Barea y Kulcsar se instalarían definitivamente en Reino Unido, cerca de Oxford, asediados por las deudas —la familia dependía del empleo de Ilsa—, con una carga de trabajo insoportable, arrastrando ambos una mala salud, debido en parte a su carácter de fumadores compulsivos, y en el caso de ella también a su paso por prisión. Él moriría en 1957, debido a un infarto causado por un cáncer no diagnosticado. Ella lo haría en 1973, dejando inacabado su proyecto de publicar en forma de libro aquella novela, nacida de la luz y de las sombras que proyectaba con el atardecer el edificio de la Telefónica. 

 

Cuando Ilsa Barea-Kulcsar (Viena, 1902-1973) pensaba en la Guerra Civil española, ya en la relativa protección del exilio inglés, veía sobre todo luz.
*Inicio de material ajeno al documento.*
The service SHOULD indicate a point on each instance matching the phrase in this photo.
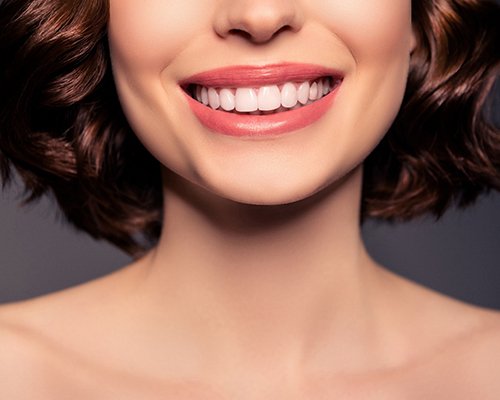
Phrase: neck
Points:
(263, 283)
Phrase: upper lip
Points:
(260, 75)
La luz del mediodía, dibujando sombras afiladas en "los feos edificios de Madrid", la luz del atardecer, que los transforma en "bloques fantásticos delante de los montes del ocaso", la luz sobre la fachada de la Telefónica, entonces el rascacielos más alto de España, alzado en plena Gran Vía. La Telefónica, cuenta, era "la atalaya y símbolo de Madrid en aquellos primeros meses de sitio" en los que ella llegó a la capital. Entonces parecía que la República no llegaría a finales de 1936, acechada por la primera ofensiva del ejército fascista. Por eso aquel edificio tocado por la metralla y en permanente ataque parecía un símbolo de resistencia.